However, nothing in my 30-plus years in journalism or my 50 years of being Catholic prepared me for the events that unfolded — as they have been for the past 38 years — in Washington, D.C., at the March for Life.
As I write this, I’m still trying to process the barrage of images — and the affirmation of God’s grace on my fellow Americans — that I witnessed less than 24 hours ago. The entire day revealed God’s grace at work.
To begin the morning, we were fortified body and soul by Mass with Hartford Archbishop Henry Mansell and other pilgrims from the archdiocese. The archbishop told me afterward that the providential significance of the day couldn’t be overlooked, with the influx of pro-life Congressmen, the growing number of pro-life governors and state legislatures and increasing pro-life sentiment of the U.S. populace. Especially among young people, he added.

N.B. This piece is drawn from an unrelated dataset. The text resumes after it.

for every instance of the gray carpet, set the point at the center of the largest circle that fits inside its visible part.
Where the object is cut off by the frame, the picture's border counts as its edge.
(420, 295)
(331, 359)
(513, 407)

The walk to the mall was surreal. Friends served as travel guides: “There’s the Washington Monument, of course. And there’s the National Archive building and the Smithsonian ‘castle.’ Lincoln Memorial’s over there.”
As we walked by the White House, I felt like I was on the set of National Treasure, not in the capital of our country. And in being surrounded by so many people, from so many walks of life, all devoted to human life from conception to natural death, words failed me. This was our country.
The ceremonies at the mall provided me with the opportunity to chat with folks from Maryland, Minnesota, Massachusetts and North Carolina. I saw homemade signs from almost every state in the union. I saw professional-looking banners from student groups from Christendom College, John Carroll University and Franciscan University of Steubenville.
If only there were student groups from non-Catholic colleges, I thought. There were: I noticed signs from pro-life student groups from Yale, Purdue and Rutgers.
People offered their congratulations, having heard that the Register wasn’t going under and that it was teaming up with EWTN, “joining forces,” as one put it.
Walking to the Capitol was the culmination. Reinvigorated by at last moving tired limbs, the actual “march” offered the chance to see just how large-scale this pilgrimage is.
“When you get partway up Constitution Avenue, take a look back,” a fellow pilgrim advised. The sea of humanity that met my gaze is one I’ll never forget. Let the mainstream media describe the crowds any way they want. Unless you’ve been there, there’s no real way to describe it.
Today, the day after, I know how the Pevensee children felt when they came back through the wardrobe. They had lived a lifetime in Narnia, and were transported abruptly back to their own age.
But with treasure stored in their minds and hearts for the rest of their lives.